そして彼が自分で構想したという,無機物から始まり有機物へと連なっていく壮大なヴィジョンは,時計にチラチラと
目をやる私の前で,優に一時間は続いたのだった……。
進化論とは気の遠くなるような時間のスパンのなかで,生物の多様な広がりと変化を説明する理論である。大きな
スケールの時空間のなかで生起する因果律を含むわけだから,それはまさに一つの世界観を構成する。進化論の
歴史をみれば,それがいかに既存の宗教に抵触してきたかがよく分かるだろう。そしてそれは過去の話でなく,現在
においてもなお紛糾した議論をよぶ主題なのだ。

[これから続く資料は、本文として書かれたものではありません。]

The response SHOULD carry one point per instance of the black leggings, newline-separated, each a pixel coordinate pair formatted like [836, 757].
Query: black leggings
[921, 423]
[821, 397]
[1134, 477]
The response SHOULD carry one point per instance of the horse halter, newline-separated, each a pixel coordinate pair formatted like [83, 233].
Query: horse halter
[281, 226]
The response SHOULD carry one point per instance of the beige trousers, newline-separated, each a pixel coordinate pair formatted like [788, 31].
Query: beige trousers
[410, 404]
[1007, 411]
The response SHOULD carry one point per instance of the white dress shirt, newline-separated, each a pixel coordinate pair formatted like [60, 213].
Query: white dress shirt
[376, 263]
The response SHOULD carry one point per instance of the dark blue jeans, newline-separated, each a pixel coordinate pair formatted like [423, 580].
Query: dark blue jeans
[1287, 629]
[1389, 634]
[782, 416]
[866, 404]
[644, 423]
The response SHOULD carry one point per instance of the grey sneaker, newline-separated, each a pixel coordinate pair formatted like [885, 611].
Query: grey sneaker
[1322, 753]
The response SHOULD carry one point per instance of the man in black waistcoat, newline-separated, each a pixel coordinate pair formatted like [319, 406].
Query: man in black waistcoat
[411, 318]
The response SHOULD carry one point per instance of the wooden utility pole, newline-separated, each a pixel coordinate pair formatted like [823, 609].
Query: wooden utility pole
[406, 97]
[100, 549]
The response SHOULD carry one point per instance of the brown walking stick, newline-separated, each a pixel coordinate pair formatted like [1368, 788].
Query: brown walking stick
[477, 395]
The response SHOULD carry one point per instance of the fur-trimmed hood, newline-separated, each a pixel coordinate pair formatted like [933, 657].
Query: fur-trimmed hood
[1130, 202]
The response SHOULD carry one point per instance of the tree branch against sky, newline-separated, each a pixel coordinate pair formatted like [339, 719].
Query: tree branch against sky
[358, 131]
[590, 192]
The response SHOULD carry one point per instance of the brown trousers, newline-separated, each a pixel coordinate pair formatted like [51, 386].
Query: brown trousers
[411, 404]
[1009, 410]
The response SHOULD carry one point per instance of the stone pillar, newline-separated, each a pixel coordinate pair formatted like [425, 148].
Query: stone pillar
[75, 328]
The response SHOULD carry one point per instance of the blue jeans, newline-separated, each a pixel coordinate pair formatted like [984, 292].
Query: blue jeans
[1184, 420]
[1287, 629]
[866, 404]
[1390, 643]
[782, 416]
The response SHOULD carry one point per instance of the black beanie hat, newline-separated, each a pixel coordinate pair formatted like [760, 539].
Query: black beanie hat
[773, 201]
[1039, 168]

こうしたトピックが「私」という一人称のもとで語られることは,一見
やや奇妙にみえる。しかし私がパリで出会った男性が,特に変人だったわけではない。フランスから帰国して共同
研究「進化論と社会」に加わったとき,私はときとして彼のことを思い出した。というのも,彼を彷彿とさせるような語
りに,研究会のなかで何度となく出くわしたからである。もちろん,それぞれ専門を定めた研究者たちは慎重だから,
軽々しく「私の進化論」などとは口にしない。それでも,経済学や社会学,歴史といった専門を越え,ヨーロッパや
アジア,アメリカという対象地域も越え,自然科学と人文・社会科学という枠すら越えて,饒舌な語りが流れていく。
そして周りの者もあるときはそれに魅せられ,あるときにはやや辟易しつつも,後の議論はきまって白熱するのだった。
あるいはむしろ,一種の世界観であり壮大な視野をもたらすからこそ,かえってそこに世界と相対する一個の「私」
が出現するのかもしれない。そのようないわば進化論をめぐる「私」の現象学を考えても,おもしろいのかもしれない。
しかしかくいう私も,数年前まではほとんど興味を寄せることのなかった進化論なのに,いつの間にか関連資料は
書棚のなかを増殖していき,ときには長い間この対象に取り組んできた専門家のような口振りをすることさえある。
「私の進化論」を口走るときだって,近いのかもしれない。それはともかく,この共同研究も本年度で終わり,近い内
に報告書が出る。おそらく読者はそこに,複数の「私」の影を見いだすことだろう。